Dear Listener,

One of the offerings on our website is, “Lessons in Listening.” Over the years several other listening organizations have taken us up on that offer, but only a handful of individuals have sought us out to learn this practice. Last week I did hear from an individual seeking that very thing.

How would you sum up what you know about listening? With 11 years of listening under our belts and all of our ongoing practice to hone our skills, summing it up might seem like a tall order. But I am reminded of the story that Linda shared with us when friends asked her, “How do you do it? How do you just listen?” 

Linda leaned forward, looked them in the eyes and said, “How are you?” and, of course, was simply ready to hear what they might say. 

I did not share that story with this new person genuinely seeking to learn how to do what she trusts we do. I did ask why she wanted to learn about listening. Turns out she is in a service field but hadn’t expected that people would share with her far beyond the service they hired her for. She had enough awareness to sense that there is a way to be with people when they share, an authentic way to respond, and was seeking to learn how to do so.

In listening to her story, the ‘lessons’ for listening arose naturally. Pieces fell into place. It was as if her desire for listening drew forth the lessons she already had within. In a mere 30 min she had gleaned enough to be satisfied that she could do this, she had within herself the capacity to respond by listening. I never mentioned to her that we begin and end shifts with a moment of silence. Yet in the depth of feeling met, we both naturally took a deep breath and a moment of silence happened.

All of this took place over the phone. We were not facing one another, looking each other in the eye. But the feeling of being met was palpable. Once we were off the phone I felt the beauty of how listening creates belonging. And belonging suddenly mean something unexpected.

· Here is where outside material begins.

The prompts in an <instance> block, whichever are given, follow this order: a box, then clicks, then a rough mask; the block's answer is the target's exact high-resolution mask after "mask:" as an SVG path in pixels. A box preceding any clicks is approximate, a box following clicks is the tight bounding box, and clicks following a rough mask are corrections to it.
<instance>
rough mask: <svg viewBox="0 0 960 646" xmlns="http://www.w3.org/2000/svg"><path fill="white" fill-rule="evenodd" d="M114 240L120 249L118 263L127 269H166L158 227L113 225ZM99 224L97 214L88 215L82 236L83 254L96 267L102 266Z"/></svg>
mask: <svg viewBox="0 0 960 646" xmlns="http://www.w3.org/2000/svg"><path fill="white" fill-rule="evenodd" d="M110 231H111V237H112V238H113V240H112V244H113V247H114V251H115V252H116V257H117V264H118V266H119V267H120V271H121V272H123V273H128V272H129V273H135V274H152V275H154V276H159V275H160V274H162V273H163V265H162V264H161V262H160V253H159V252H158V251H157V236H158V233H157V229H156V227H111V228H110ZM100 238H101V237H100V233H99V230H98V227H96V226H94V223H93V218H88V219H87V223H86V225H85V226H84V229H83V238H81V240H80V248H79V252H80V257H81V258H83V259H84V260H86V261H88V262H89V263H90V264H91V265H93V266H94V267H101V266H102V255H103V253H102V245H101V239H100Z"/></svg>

I often think of belonging as ‘getting involved.’ Belonging seems to includes an identity – belonging to a group of folks who share some facet of life. Then, by default, those who don’t value that particular facet of life do not belong.

But listening has proven to demonstrate a belonging in the simple moment of being met. This person seeking to learn the sacred practice of listening and our commitment as a group of folks who listen, met. Simple. Nothing is defined or excluded when we respond through listening. Belonging, in this unexpected sense, leaves everything wide open. 

Listening is Belonging. Listening is a blank slate.

Sharing lessons on how to listen is a tender thing. I was moved by this newest request and especially moved by the depth of desire to have the option of listening as a ‘tool’ to reach for. And, I am grateful for this level of belonging and creativity.